The war over Kosovo has ended. While it was still raging, it was justified primarily in terms of the need to protect ethnic Albanians from egregious human rights abuses by the Milosevic regime. In a speech titled "Kosovo and the End of the Nation-State," President Vaclav Havel of the Czech Republic put the justification eloquently: "This is probably the first war that has not been waged in the name of 'national interests,' but rather in the name of principles and values. . . . The alliance has acted out of respect for human rights as both conscience and international legal documents dictate.
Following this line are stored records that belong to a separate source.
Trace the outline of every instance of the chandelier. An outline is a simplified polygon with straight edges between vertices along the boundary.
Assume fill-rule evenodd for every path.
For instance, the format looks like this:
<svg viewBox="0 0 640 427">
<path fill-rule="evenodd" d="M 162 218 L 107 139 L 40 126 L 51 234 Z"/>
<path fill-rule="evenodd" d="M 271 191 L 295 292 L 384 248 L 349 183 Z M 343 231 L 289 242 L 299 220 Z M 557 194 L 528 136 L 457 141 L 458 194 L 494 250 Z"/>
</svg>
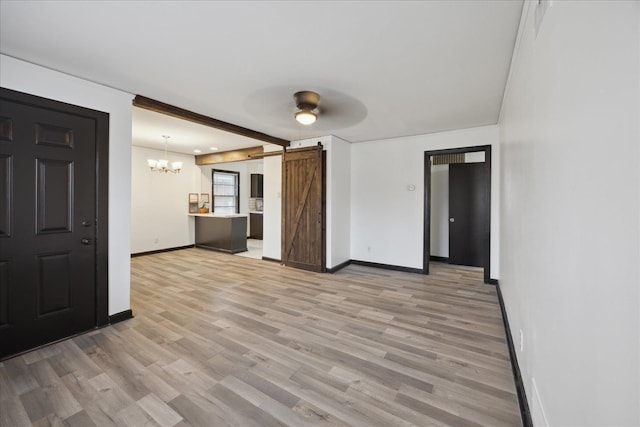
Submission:
<svg viewBox="0 0 640 427">
<path fill-rule="evenodd" d="M 149 168 L 152 171 L 180 173 L 180 169 L 182 169 L 182 162 L 171 162 L 171 167 L 169 167 L 169 160 L 167 160 L 168 140 L 171 137 L 168 135 L 162 135 L 162 137 L 164 138 L 164 159 L 147 159 L 147 165 L 149 165 Z"/>
</svg>

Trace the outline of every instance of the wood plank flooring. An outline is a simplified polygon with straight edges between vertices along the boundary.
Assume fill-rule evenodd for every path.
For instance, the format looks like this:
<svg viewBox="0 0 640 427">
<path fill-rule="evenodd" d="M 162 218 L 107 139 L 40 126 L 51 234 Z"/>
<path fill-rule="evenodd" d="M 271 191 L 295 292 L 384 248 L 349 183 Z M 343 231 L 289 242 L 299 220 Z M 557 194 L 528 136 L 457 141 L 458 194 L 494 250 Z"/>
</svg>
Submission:
<svg viewBox="0 0 640 427">
<path fill-rule="evenodd" d="M 131 263 L 134 319 L 0 363 L 0 425 L 521 425 L 482 270 Z"/>
</svg>

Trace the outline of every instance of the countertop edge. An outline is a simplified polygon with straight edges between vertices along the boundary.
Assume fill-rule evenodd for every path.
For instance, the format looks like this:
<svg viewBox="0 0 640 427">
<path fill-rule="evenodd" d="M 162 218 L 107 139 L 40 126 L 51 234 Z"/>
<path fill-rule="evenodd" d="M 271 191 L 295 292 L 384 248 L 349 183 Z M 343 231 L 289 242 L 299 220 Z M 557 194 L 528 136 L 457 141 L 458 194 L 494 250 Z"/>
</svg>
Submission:
<svg viewBox="0 0 640 427">
<path fill-rule="evenodd" d="M 190 213 L 188 216 L 200 218 L 246 218 L 247 214 L 215 214 L 215 213 Z"/>
</svg>

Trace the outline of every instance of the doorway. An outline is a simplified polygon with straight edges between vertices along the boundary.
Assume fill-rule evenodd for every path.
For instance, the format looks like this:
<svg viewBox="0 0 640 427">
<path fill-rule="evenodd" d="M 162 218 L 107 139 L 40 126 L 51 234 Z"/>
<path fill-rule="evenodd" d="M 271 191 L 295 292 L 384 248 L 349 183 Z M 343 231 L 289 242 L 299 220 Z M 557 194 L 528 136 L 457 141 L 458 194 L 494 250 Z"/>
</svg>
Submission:
<svg viewBox="0 0 640 427">
<path fill-rule="evenodd" d="M 108 323 L 108 126 L 0 89 L 0 358 Z"/>
<path fill-rule="evenodd" d="M 434 217 L 434 175 L 432 171 L 434 159 L 437 156 L 460 156 L 463 158 L 473 157 L 475 154 L 483 155 L 484 161 L 477 163 L 465 163 L 453 161 L 455 167 L 449 171 L 449 176 L 456 186 L 457 193 L 453 192 L 453 205 L 451 209 L 456 212 L 447 215 L 450 230 L 449 243 L 456 245 L 449 247 L 449 254 L 445 257 L 432 257 L 432 222 Z M 435 258 L 453 263 L 476 265 L 484 269 L 484 282 L 491 283 L 491 146 L 475 146 L 464 148 L 453 148 L 445 150 L 426 151 L 424 157 L 424 236 L 423 236 L 423 271 L 429 274 L 429 262 Z M 475 165 L 475 166 L 469 166 Z M 451 182 L 449 184 L 452 184 Z M 464 189 L 462 189 L 464 186 Z M 451 188 L 451 187 L 450 187 Z M 456 195 L 457 194 L 457 195 Z M 451 195 L 451 194 L 450 194 Z M 457 204 L 456 204 L 457 203 Z M 470 213 L 470 214 L 469 214 Z M 466 214 L 466 215 L 465 215 Z M 456 216 L 458 218 L 456 218 Z M 457 223 L 456 223 L 457 221 Z M 464 239 L 473 235 L 477 242 L 469 246 L 464 246 Z M 453 237 L 453 241 L 451 238 Z M 453 255 L 453 257 L 452 257 Z M 444 258 L 444 259 L 443 259 Z M 453 259 L 451 259 L 453 258 Z"/>
</svg>

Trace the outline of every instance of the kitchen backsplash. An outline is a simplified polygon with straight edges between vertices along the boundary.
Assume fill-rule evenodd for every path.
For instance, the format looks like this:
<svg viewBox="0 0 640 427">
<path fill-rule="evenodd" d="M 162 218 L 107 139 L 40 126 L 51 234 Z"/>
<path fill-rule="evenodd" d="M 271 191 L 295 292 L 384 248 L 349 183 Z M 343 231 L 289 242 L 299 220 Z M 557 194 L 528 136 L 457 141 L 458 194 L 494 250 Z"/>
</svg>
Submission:
<svg viewBox="0 0 640 427">
<path fill-rule="evenodd" d="M 263 208 L 263 200 L 259 198 L 249 198 L 249 211 L 260 211 L 262 212 Z"/>
</svg>

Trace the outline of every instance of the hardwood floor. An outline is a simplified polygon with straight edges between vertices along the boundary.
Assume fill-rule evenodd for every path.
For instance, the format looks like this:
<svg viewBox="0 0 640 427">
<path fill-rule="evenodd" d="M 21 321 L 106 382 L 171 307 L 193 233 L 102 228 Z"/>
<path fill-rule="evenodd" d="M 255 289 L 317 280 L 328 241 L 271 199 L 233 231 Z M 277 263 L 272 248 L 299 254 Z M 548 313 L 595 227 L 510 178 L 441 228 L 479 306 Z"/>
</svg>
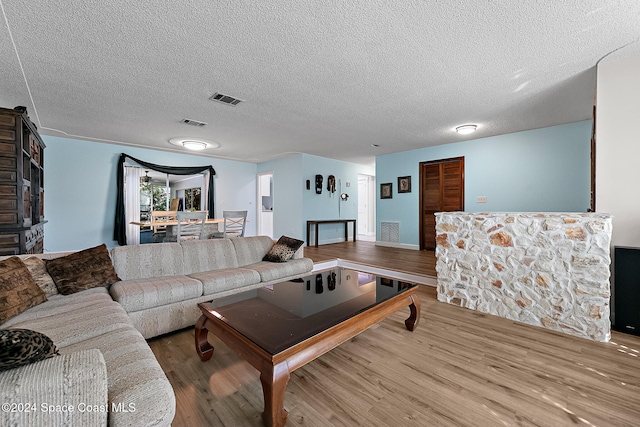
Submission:
<svg viewBox="0 0 640 427">
<path fill-rule="evenodd" d="M 378 255 L 366 254 L 359 243 L 305 254 L 382 257 L 401 268 L 410 256 L 429 258 L 375 247 Z M 591 342 L 440 303 L 428 286 L 419 295 L 414 332 L 403 324 L 408 310 L 399 312 L 293 372 L 287 425 L 640 425 L 640 337 L 613 332 L 609 343 Z M 201 362 L 193 335 L 149 342 L 176 392 L 174 426 L 261 426 L 258 372 L 212 336 L 214 355 Z"/>
<path fill-rule="evenodd" d="M 433 251 L 414 251 L 411 249 L 376 246 L 374 242 L 358 240 L 355 242 L 320 245 L 317 248 L 305 246 L 304 256 L 311 258 L 313 262 L 341 258 L 403 273 L 436 277 L 436 256 Z"/>
</svg>

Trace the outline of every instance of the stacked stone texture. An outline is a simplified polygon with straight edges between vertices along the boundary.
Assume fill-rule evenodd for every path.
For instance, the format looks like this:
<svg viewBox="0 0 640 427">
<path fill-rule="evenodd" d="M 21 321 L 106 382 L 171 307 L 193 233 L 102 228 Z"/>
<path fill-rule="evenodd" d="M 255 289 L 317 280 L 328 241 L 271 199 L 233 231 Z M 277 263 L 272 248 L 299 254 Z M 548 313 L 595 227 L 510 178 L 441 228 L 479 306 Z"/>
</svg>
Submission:
<svg viewBox="0 0 640 427">
<path fill-rule="evenodd" d="M 436 214 L 438 300 L 608 341 L 611 216 Z"/>
</svg>

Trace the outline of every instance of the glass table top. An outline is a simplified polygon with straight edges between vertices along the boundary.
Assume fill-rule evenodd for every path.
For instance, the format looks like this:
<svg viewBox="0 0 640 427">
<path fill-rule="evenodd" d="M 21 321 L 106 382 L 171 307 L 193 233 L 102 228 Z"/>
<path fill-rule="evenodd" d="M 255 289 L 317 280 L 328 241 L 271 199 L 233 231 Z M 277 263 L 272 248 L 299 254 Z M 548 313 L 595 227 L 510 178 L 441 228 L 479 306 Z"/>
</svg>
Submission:
<svg viewBox="0 0 640 427">
<path fill-rule="evenodd" d="M 334 268 L 203 305 L 273 355 L 415 286 Z"/>
</svg>

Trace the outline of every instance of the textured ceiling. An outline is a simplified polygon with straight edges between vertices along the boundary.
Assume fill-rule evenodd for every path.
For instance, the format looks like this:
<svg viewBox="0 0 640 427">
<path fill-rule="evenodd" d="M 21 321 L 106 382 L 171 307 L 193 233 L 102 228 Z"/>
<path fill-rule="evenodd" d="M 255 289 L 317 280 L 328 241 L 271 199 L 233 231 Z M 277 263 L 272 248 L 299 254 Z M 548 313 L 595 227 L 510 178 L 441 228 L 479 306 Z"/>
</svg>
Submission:
<svg viewBox="0 0 640 427">
<path fill-rule="evenodd" d="M 203 138 L 220 144 L 203 155 L 249 162 L 372 164 L 585 120 L 596 63 L 640 53 L 637 0 L 0 5 L 0 106 L 27 106 L 43 134 L 174 151 Z M 453 132 L 464 123 L 479 130 Z"/>
</svg>

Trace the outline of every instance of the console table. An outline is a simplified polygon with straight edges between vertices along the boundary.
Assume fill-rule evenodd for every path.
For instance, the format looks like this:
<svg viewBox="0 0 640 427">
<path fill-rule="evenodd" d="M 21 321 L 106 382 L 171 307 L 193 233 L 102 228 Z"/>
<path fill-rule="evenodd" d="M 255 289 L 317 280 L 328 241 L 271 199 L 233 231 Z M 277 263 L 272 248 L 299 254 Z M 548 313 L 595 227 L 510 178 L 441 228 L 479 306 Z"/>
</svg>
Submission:
<svg viewBox="0 0 640 427">
<path fill-rule="evenodd" d="M 355 219 L 319 219 L 307 221 L 307 246 L 311 246 L 311 226 L 314 225 L 316 229 L 315 247 L 318 247 L 318 225 L 320 224 L 344 224 L 344 241 L 349 241 L 349 223 L 353 223 L 353 241 L 356 241 L 356 220 Z"/>
</svg>

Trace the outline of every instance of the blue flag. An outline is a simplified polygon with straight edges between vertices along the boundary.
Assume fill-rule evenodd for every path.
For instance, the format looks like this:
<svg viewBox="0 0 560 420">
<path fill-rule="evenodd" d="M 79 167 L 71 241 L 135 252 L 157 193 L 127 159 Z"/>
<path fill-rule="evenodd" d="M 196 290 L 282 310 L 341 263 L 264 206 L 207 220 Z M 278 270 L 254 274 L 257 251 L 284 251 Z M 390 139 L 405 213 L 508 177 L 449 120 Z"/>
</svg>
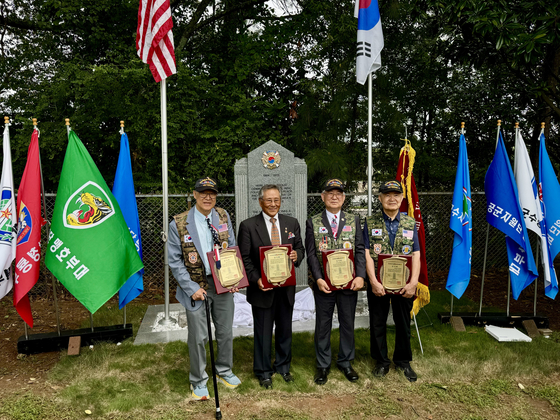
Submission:
<svg viewBox="0 0 560 420">
<path fill-rule="evenodd" d="M 513 171 L 500 132 L 494 159 L 484 179 L 486 221 L 506 234 L 513 298 L 538 277 Z M 560 241 L 559 241 L 560 242 Z"/>
<path fill-rule="evenodd" d="M 455 232 L 455 236 L 446 288 L 457 299 L 461 299 L 471 278 L 472 257 L 471 178 L 469 176 L 467 142 L 463 134 L 461 134 L 459 140 L 459 159 L 457 174 L 455 175 L 449 228 Z"/>
<path fill-rule="evenodd" d="M 539 198 L 543 220 L 541 228 L 546 232 L 548 242 L 548 266 L 554 273 L 554 257 L 560 252 L 560 185 L 550 163 L 550 158 L 544 144 L 544 134 L 541 133 L 539 153 Z M 558 239 L 558 240 L 556 240 Z M 554 299 L 558 293 L 558 280 L 556 275 L 551 276 L 550 284 L 545 284 L 544 293 Z"/>
<path fill-rule="evenodd" d="M 134 194 L 134 181 L 132 180 L 132 164 L 130 162 L 130 148 L 128 146 L 128 136 L 126 133 L 121 135 L 121 151 L 115 183 L 113 185 L 113 195 L 117 199 L 128 230 L 132 235 L 136 251 L 142 257 L 142 239 L 140 238 L 140 220 L 138 219 L 138 207 L 136 207 L 136 195 Z M 135 299 L 144 291 L 144 269 L 132 275 L 119 290 L 119 309 Z"/>
</svg>

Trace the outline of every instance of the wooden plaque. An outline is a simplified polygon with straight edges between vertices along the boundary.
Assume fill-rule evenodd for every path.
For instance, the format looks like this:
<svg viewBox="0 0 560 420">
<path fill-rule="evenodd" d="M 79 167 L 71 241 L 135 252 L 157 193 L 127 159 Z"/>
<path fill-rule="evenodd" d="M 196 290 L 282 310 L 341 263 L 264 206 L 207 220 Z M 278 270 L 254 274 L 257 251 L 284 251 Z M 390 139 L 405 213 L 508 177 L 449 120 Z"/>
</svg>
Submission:
<svg viewBox="0 0 560 420">
<path fill-rule="evenodd" d="M 351 248 L 329 249 L 327 251 L 321 251 L 321 254 L 323 256 L 323 273 L 325 275 L 325 281 L 327 282 L 329 290 L 350 289 L 352 287 L 352 281 L 356 277 L 356 269 L 354 266 L 354 250 Z M 345 270 L 341 267 L 334 268 L 334 270 L 337 270 L 336 273 L 331 272 L 331 262 L 333 261 L 333 257 L 335 257 L 337 254 L 347 255 L 347 259 L 349 262 L 348 267 L 345 269 L 347 271 L 346 273 L 344 272 Z M 329 260 L 331 260 L 331 262 L 329 262 Z M 338 263 L 339 261 L 336 262 L 336 264 Z M 346 280 L 348 281 L 346 282 Z"/>
<path fill-rule="evenodd" d="M 268 274 L 267 266 L 270 261 L 267 261 L 267 255 L 270 255 L 270 252 L 274 252 L 275 249 L 282 248 L 286 250 L 285 252 L 288 255 L 288 266 L 280 267 L 279 275 L 276 278 L 270 278 Z M 295 286 L 296 285 L 296 271 L 294 267 L 294 263 L 290 260 L 289 255 L 292 252 L 292 245 L 273 245 L 273 246 L 260 246 L 259 247 L 259 255 L 260 255 L 260 264 L 261 264 L 261 281 L 263 284 L 263 288 L 271 289 L 274 287 L 286 287 L 286 286 Z"/>
<path fill-rule="evenodd" d="M 212 270 L 212 278 L 214 279 L 216 293 L 221 295 L 223 293 L 229 293 L 230 290 L 235 287 L 242 289 L 249 286 L 249 279 L 247 279 L 247 273 L 245 273 L 245 266 L 243 265 L 239 247 L 230 246 L 226 249 L 220 249 L 219 253 L 222 269 L 224 270 L 223 272 L 220 272 L 216 267 L 214 251 L 206 253 L 210 269 Z M 232 266 L 231 264 L 236 264 L 236 266 Z"/>
</svg>

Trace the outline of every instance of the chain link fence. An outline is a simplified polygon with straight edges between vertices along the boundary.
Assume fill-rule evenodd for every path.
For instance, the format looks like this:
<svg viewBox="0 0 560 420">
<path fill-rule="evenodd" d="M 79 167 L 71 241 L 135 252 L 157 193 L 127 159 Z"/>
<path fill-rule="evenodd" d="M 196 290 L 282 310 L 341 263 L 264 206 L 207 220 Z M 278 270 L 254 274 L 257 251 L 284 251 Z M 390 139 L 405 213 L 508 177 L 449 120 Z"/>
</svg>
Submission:
<svg viewBox="0 0 560 420">
<path fill-rule="evenodd" d="M 428 275 L 433 272 L 442 272 L 449 269 L 451 253 L 453 249 L 453 232 L 449 229 L 449 215 L 451 211 L 452 193 L 419 193 L 420 209 L 426 232 L 426 260 L 428 263 Z M 56 194 L 46 194 L 47 214 L 50 218 L 54 210 Z M 142 234 L 142 250 L 144 254 L 144 295 L 152 299 L 154 303 L 163 301 L 164 290 L 164 263 L 162 243 L 162 218 L 163 218 L 163 196 L 162 195 L 137 195 L 138 214 L 140 217 L 140 229 Z M 196 200 L 192 194 L 169 195 L 170 221 L 175 214 L 184 212 L 193 207 Z M 235 226 L 235 194 L 219 194 L 217 198 L 218 207 L 226 209 Z M 380 211 L 381 207 L 376 196 L 373 198 L 372 211 Z M 488 224 L 486 223 L 486 198 L 484 193 L 472 194 L 473 208 L 473 255 L 472 267 L 482 270 L 484 262 L 484 247 Z M 307 195 L 307 214 L 315 215 L 324 210 L 324 204 L 320 193 Z M 367 195 L 347 194 L 343 210 L 354 212 L 365 217 L 367 215 Z M 302 226 L 302 232 L 305 227 Z M 490 227 L 488 231 L 488 253 L 486 266 L 506 267 L 507 253 L 505 236 L 497 229 Z M 43 244 L 46 244 L 46 234 L 43 235 Z M 43 246 L 43 252 L 46 249 Z M 52 274 L 46 269 L 42 260 L 41 275 L 37 285 L 30 294 L 35 297 L 52 298 Z M 173 275 L 169 275 L 171 295 L 175 294 L 177 283 Z M 66 296 L 68 292 L 57 282 L 57 293 Z"/>
</svg>

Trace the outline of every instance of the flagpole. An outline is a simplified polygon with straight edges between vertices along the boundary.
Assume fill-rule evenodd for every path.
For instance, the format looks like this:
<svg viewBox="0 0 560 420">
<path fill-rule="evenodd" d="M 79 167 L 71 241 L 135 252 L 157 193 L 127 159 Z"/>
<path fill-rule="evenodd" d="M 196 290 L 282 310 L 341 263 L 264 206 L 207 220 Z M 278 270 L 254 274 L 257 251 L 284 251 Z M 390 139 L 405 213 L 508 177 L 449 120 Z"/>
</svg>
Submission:
<svg viewBox="0 0 560 420">
<path fill-rule="evenodd" d="M 372 207 L 372 194 L 371 194 L 371 180 L 372 180 L 372 172 L 373 172 L 373 164 L 372 164 L 372 155 L 371 155 L 371 143 L 372 143 L 372 128 L 371 128 L 371 113 L 372 113 L 372 74 L 369 74 L 368 77 L 368 216 L 371 216 L 371 207 Z"/>
<path fill-rule="evenodd" d="M 121 129 L 119 130 L 119 134 L 122 136 L 124 134 L 124 121 L 121 120 Z M 126 328 L 126 305 L 123 308 L 123 328 Z"/>
<path fill-rule="evenodd" d="M 498 132 L 496 133 L 496 149 L 498 147 L 498 141 L 500 140 L 500 127 L 502 125 L 502 120 L 498 120 Z M 486 224 L 486 244 L 484 245 L 484 262 L 482 264 L 482 282 L 480 285 L 480 306 L 478 307 L 478 316 L 482 316 L 482 296 L 484 295 L 484 278 L 486 276 L 486 256 L 488 255 L 488 236 L 490 234 L 490 224 Z M 509 271 L 508 271 L 508 282 L 509 282 Z M 509 293 L 508 293 L 509 298 Z"/>
<path fill-rule="evenodd" d="M 165 279 L 165 317 L 159 322 L 160 325 L 171 325 L 177 321 L 169 317 L 169 253 L 167 251 L 167 236 L 169 233 L 169 209 L 168 209 L 168 180 L 167 180 L 167 79 L 162 79 L 161 87 L 161 172 L 163 188 L 163 269 Z"/>
</svg>

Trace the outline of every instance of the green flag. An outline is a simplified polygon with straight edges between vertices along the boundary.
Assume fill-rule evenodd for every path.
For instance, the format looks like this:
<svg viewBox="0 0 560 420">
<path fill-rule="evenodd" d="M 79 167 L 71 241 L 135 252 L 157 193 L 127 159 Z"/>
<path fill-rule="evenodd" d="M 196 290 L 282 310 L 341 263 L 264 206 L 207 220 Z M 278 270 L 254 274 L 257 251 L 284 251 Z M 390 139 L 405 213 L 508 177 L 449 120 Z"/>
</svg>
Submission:
<svg viewBox="0 0 560 420">
<path fill-rule="evenodd" d="M 70 131 L 45 263 L 91 313 L 143 268 L 117 200 Z"/>
</svg>

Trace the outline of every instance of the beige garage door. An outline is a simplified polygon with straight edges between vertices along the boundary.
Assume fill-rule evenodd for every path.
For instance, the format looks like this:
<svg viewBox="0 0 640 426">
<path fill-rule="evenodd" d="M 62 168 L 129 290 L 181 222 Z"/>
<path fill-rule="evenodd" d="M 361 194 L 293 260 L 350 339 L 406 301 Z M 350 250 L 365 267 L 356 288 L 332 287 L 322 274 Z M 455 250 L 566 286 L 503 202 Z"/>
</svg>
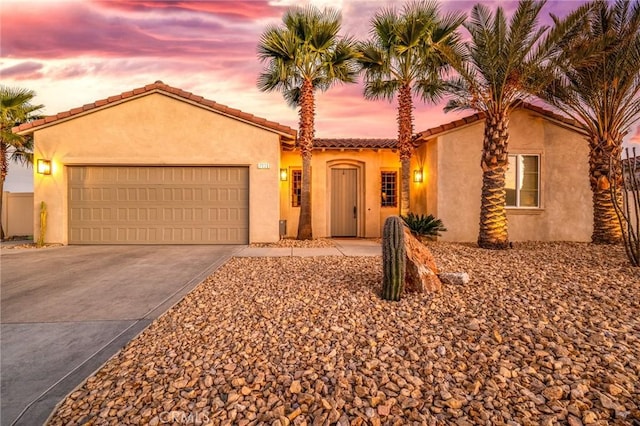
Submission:
<svg viewBox="0 0 640 426">
<path fill-rule="evenodd" d="M 246 167 L 69 167 L 69 244 L 247 244 Z"/>
</svg>

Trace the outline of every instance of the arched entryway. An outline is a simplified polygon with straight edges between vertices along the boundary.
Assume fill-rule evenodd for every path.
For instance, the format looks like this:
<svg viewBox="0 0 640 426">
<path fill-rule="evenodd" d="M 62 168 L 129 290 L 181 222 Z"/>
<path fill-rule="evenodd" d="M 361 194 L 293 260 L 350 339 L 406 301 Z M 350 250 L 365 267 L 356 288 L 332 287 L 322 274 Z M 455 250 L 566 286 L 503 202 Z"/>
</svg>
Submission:
<svg viewBox="0 0 640 426">
<path fill-rule="evenodd" d="M 363 235 L 364 163 L 355 160 L 334 160 L 327 163 L 328 233 L 332 237 Z"/>
</svg>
This is an important precedent for the future."

Havel's deserved reputation as public moral conscience of the West notwithstanding, one can plausibly argue that international legal documents prohibited the intervention more than they dictated it (it did not have a UN mandate), and that the alliance acted less for ethical reasons than out of strategic interests (warnings that an intervention would ensue if Milosevic overplayed his hand in Kosovo were issued already in 1992 as atrocities were being committed in Croatia and Bosnia, but NATO had no intention of intervening). And looking at the result, one may well question the wisdom of making the NATO intervention a precedent for the future.

The reasons for the intervention be as they may, in the political rhetoric of NATO countries, appeals to human rights abounded. They were employed because they are good for fighting. Now that the war is over and the animosities between the ethnic Albanians and Serbs have reached almost unsurpassable heights, we need more than appeals to human rights. We need a vision of reconciliation. Whether as a single political entity or not, ethnic Albanians and Serbs will continue to live as neighbors. Without a vision of reconciliation they will be able neither to start nor to sustain a sorely needed but laborious process of social healing.